Zupełnie inaczej wygląda sytuacja po polskiej stronie granicy. Kościół katolicki zajmuje w II RP pozycję uprzywilejowaną. Wojna z bolszewikami nie zakończyła się jeszcze na dobre, a władze polskie zwróciły katolikom niektóre odebrane za cara świątynie, między innymi w 1919 roku kościół w Duniłowiczach.

Kościół w Duniłowiczach przerobiony na cerkiew. Zdjęcie z początku XX wieku. W 1919 roku świątynia została zwrócona katolikom
Co prawda, Warszawa nie zawsze postępuje w ten sposób. Odrodzone państwo polskie nie potrzebuje konfliktów religijnych i tam, gdzie prawosławni stanowią znaczną część mieszkańców, cerkwie nie są im odbierane. I na przykład w Głębokiem dawny kościół karmelitów pozostał świątynią prawosławną, choć katolicka społeczność miasta domagała się jego zwrotu.

W międzywojennej Polsce Kościół nie był oddzielony od państwa, przez co miał wielki wpływ na oświatę. Przy parafiach i klasztorach zakładano szkoły, domy dziecka, szpitale. Na terenach nazywanych zarówno Zachodnią Białorusią, jak i Kresami Wschodnimi, w dwudziestoleciu międzywojennym stawia się nowe kościoły, odradza wspólnoty klasztorne, a w Pińsku powstaje seminarium.

Kościół polski miał też swoje media – najpopularniejsze były gazety “Rycerz Niepokalanej” i “Przewodnik katolicki”. Warto podkreślić, że św. Maksymiliam Kolbe w latach 1922-1927 wydawał “Rycerza Niepokalanej” w Grodnie, dopóki redakcja nie przeniosła się do założonego pod Warszawą Niepokalanowa.

Przyznać jednak trzeba, że międzywojenny Kościół prowadził polską politykę narodową. Wielu księży było zwolennikami narodowej demokracji i usiłowało polonizować młodzież białoruską. Z kolei białoruska świadomość narodowa była uznawana za przejaw komunizmu i potępiana. W wielu przypadkach wróciło carskie postrzeganie kwestii narodowo-wyznaniowej: katolików automatycznie uważano za Polaków.

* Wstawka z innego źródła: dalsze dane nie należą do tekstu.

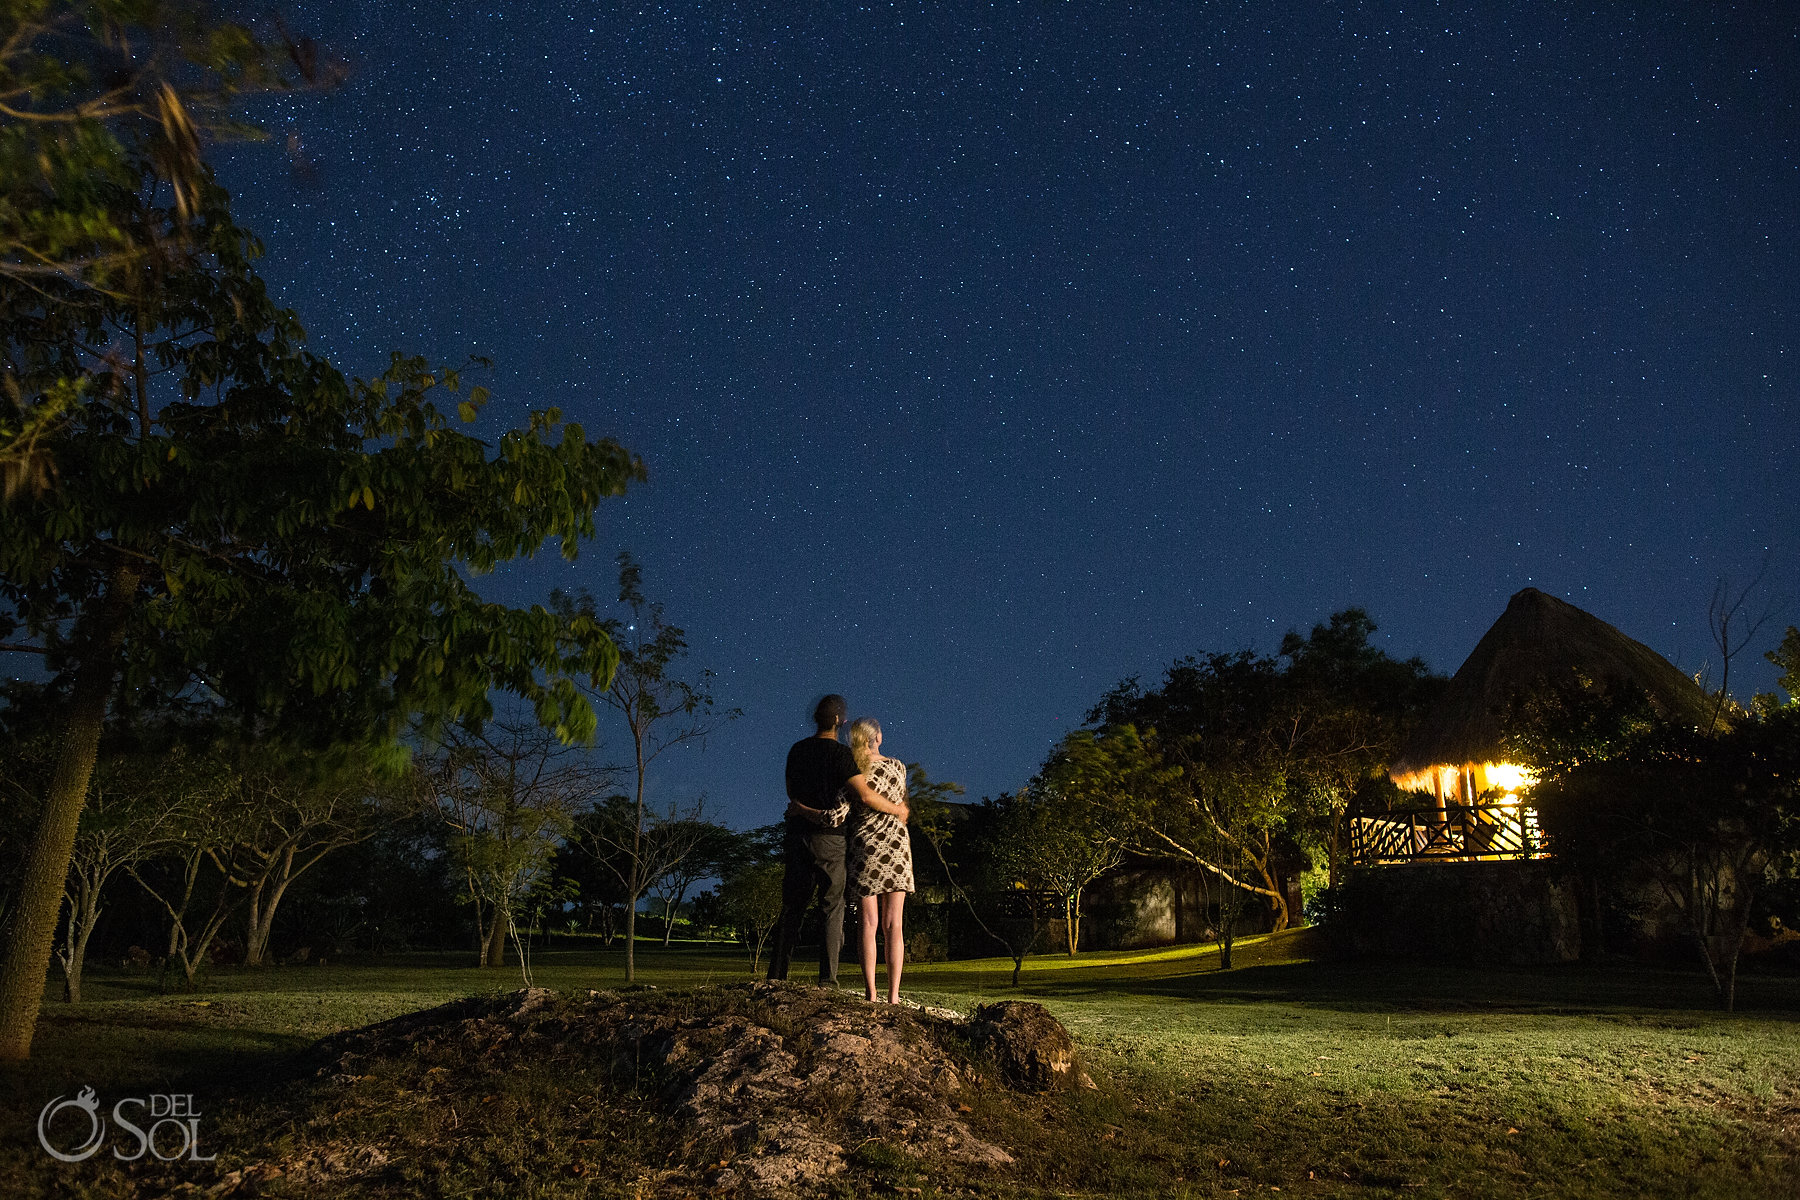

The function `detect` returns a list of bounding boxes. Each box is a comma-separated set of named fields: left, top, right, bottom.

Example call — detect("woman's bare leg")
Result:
left=881, top=891, right=906, bottom=1004
left=858, top=897, right=880, bottom=1001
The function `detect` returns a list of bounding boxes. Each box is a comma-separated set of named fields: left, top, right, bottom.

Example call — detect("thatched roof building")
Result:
left=1389, top=588, right=1713, bottom=801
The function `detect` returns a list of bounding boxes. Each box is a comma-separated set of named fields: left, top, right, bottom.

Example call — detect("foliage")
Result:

Modlitewnik wydany w Wilnie w 1926 roku w języku białoruskim zapisanym alfabetem łacińskim. Zdjęcie Zmitra Łupacza z archiwum Kastusia Szytala
W powiecie dziśnieńskim, wprowadzone w 1917 roku przez biskupa Edwarda von den Roppa kazania i dodatkowe nabożeństwa w języku białoruskim, przestały być odprawiane do końca lat 20-tych. W latach 30-tych język białoruski brzmiał tylko w dwóch kościołach: filialnej kaplicy w Milkowszczyźnie pod Driją i w kościele świętego Mikołaja w Wilnie.

Arcybiskup wileński Romuald Jałbrzykowski był nieprzychylny białoruskiemu ruchowi narodowemu, mimo to w 1928 roku zezwolił na wydawanie białoruskiego czasopisma katolickiego “Chryścijanskaja Dumka” i kilku innych tytułów. Dzięki poczcie i białoruskim księgarniom w Wilnie gazety te były dostępne w różnych zakątkach II RP zamieszkałych przez Białorusinów.

Po 17 września 1939 roku sowieckie prawo antyreligijne zostało rozszerzone na nowe tereny, wpływ Kościoła został poważnie okrojony, księżą i mnisi byli represjonowani.

Kościół na Białorusi w czasie II wojny światowej

Pod niemiecką okupacją na ziemiach białoruskich ma miejsce częściowe odrodzenie Kościoła. Władze okupacyjne, w szczególności gauleiter Wilhelm Kube stosują metodę lawirowania. Pozwalają na odrodzenie życia religijnego, by wykorzystać antysowieckie nastroje wiernych i duchownych dla swojej propagandy. Jednocześnie obawiają się nastrojów propolskich.

Kościół w Głębokiem podczas II wojny światowej. Niemieckie zdjęcie z 1941 roku
W 1942 roku białoruscy działacze zwracają się do Wilhelma Kube z prośbą o możliwość białorutenizacji Kościoła na Białorusi. Część duchownych kolaboruje z okupantami, widząc w Niemcach szansę na powstanie państwa białoruskiego. Między innymi ksiądz Wincenty Godlewski (biał. Wincent Hadleuski) sprawuje nadzór nad oświatą. Próba odrodzenia państwowości przy niemieckiej pomocy zakończyła się jednak niepowodzeniem, a sam ksiądz Godlewski został rozstrzelany przez SD w Boże Narodzenie 1942 roku, na terenie obozu koncentracyjnego Trościeniec pod Mińskiem.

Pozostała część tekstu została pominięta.